De repente, as embaixadas estrangeiras do PCCh não puderam funcionar normalmente, escreveu Huang. Sob a influência da ideologia ultra-esquerdista, o PCCh concentrou a sua propaganda em países estrangeiros na promoção do Pensamento Mao Tsé-Tung. Os enviados recém-empossados desrespeitaram as normas diplomáticas e educaram à força outros países que Pequim era o centro mundial das revoluções.
Em última análise, as suas ações agressivas levaram à deterioração das relações bilaterais com quase 30 dos mais de 40 países com os quais o PCCh estabeleceu relações diplomáticas ou quase diplomáticas, algumas até ao ponto de ruptura total, segundo Huang.
Sheng Xue, um ativista democrático baseado em Toronto e escritor sobre assuntos chineses, descreveu a política externa de Xi como brutal e de estilo autoritário.
“Na falta da capacidade de interagir sabiamente com o mundo exterior, a geração da Guarda Vermelha baseia-se nos princípios marxistas-leninistas de linha dura como estrutura para lidar com o mundo. Esta abordagem equivocada levou-nos a um confronto desenfreado com o mundo inteiro”, disse Sheng.
Sheng também disse que entre as gerações de líderes do PCCh, o estilo de Xi ajuda o mundo a ver o PCCh como ele é.

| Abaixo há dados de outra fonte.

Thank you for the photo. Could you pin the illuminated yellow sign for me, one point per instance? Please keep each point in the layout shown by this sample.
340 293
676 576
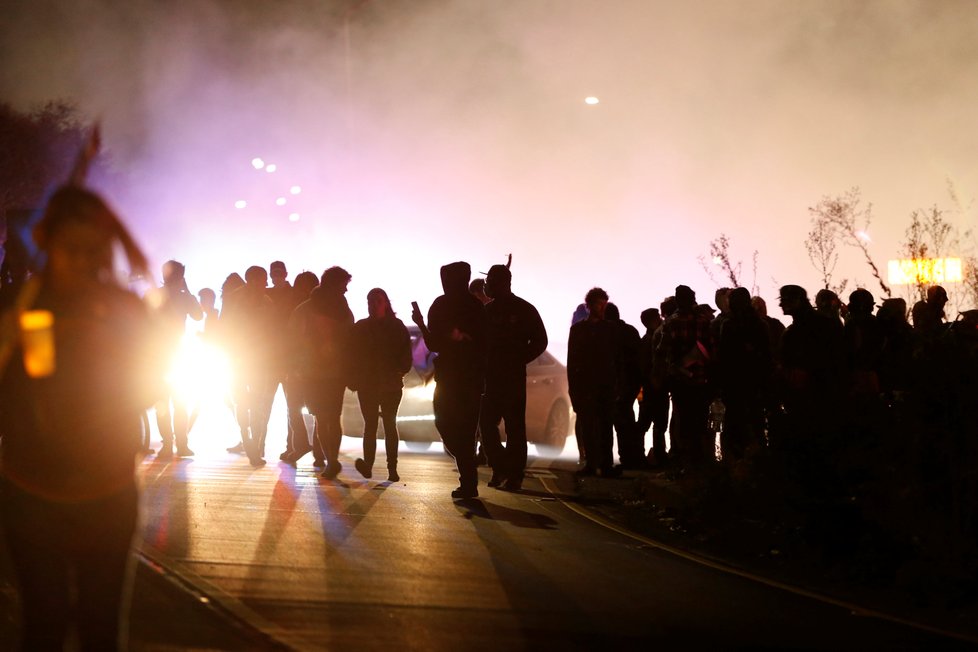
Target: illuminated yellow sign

Uma oportunidade para a China
Deng, que se tornou líder supremo logo após o fim da Revolução Cultural, foi vítima da convulsão política.
Ele caiu em desgraça política na década de 1960 por defender reformas econômicas que colidiam com a visão de Mao e foi forçado a renunciar a todos os seus cargos. Sua família, como muitas outras, sofreu durante esse período turbulento. O seu filho mais velho, Deng Pufang, foi particularmente afetado – os Guardas Vermelhos espancaram-no severamente e depois atiraram-no pela janela, deixando-o paralisado da cintura para baixo.
Apesar desta tragédia pessoal, Deng evitou qualquer crítica extensiva a Mao. Em vez disso, procurou manter a estabilidade política preservando a imagem de Mao como um “grande líder” que estava “70% certo e 30% errado”.
Shi acredita que a abordagem pragmática de Deng teve um impacto negativo – privou o povo chinês da oportunidade de refletir verdadeiramente sobre a Revolução Cultural.
Agora, Shi vê uma nova abertura para a China.
“Song Binbin, uma figura icônica dos Guardas Vermelhos, morreu. A sua morte assinala o início da saída gradual daquela geração do cenário mundial”, disse ele.
“Espero que isso possa oferecer à juventude da China uma oportunidade de se libertar do fantasma da Revolução Cultural”.